Le réveil de Pangu, version 9,2 de Lisa Carducci. Une jeune femme en Chine achète un logiciel cosmologique. Parmi les menus, celui de la Création du monde, qu'elle essaie. Elle est prise dans un tourbillon, s'envole par la fenêtre et assiste à la création du monde et à la mort du dieu créateur. Revenue à son ordinateur, elle essaie un autre menu, tout aussi intéressant. Une jolie nouvelle, très courte, à la fin plutôt rapide mais satisfaisante dans les circonstances. Que cela se passe en Chine avec la mythologie du pays ajoute à l'insolite et crée une douce atmosphère de jubilation.
La Douzième vie des copies de Jean-Louis Trudel. Hard-science, le texte, et tout à fait incompréhensible.
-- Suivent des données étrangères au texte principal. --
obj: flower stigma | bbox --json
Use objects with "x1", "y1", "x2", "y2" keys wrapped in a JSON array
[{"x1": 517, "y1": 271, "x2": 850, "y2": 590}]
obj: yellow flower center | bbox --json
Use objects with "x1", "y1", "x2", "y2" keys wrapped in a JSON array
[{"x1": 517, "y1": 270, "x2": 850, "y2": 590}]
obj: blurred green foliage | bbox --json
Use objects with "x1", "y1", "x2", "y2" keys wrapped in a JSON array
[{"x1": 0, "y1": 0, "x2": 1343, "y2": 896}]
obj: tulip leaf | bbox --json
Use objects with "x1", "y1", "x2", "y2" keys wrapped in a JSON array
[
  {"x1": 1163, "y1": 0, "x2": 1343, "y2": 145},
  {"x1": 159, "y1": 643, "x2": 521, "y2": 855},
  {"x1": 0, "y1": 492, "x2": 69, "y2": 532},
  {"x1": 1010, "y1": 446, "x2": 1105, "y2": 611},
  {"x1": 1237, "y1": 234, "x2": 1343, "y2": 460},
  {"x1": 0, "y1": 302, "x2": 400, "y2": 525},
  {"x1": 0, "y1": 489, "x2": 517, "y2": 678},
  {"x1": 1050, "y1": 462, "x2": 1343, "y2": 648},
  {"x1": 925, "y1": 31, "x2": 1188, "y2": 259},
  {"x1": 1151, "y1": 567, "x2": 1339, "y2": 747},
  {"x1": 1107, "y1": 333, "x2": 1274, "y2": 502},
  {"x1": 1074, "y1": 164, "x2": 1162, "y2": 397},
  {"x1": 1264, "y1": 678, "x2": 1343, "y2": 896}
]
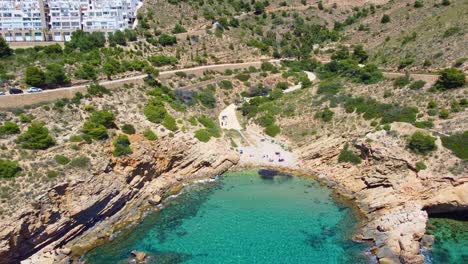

C'est obscur et à la limite de la lisibilité (Trudel a un problème au niveau de la qualité littéraire : son style est neutre et lointain, peu impliqué — si j'ose dire — et contribue au détachement du lecteur, en tous cas de ce lecteur-ci.) Rien à dire de l'histoire sinon qu'il y a des clones (pas sûr, en tous cas des êtres qui en sont à leur douzième vie-copie, d'où le titre), une supernova provoquée par les Suprémates pour détruire la Terre. Trudel emploie les idées habituelles du space-opera, mais la fin de ce texte est assez grotesque. Le vaisseau rempli de « copies » lance un message à la Terre pour les avertir du drame qui s'en vient. En raison des complexités (moultement expliquées) de l'espace-temps soumis à une vitesse quasi-luminique (en fait, le vaisseau va à la vitesse de la lumière moins « un cheveu », c'est textuel), le lecteur peut aller jusqu'à croire que les Terriens ont peut-être l'ombre d'une chance de s'en tirer; la supernova n'embrasant la Terre que huit ans après son déclenchement. On ne peut en être complètement sûr puisqu'à moins de posséder son doctorat en astrophysique, un doute subsistera toujours dans l'esprit du lecteur.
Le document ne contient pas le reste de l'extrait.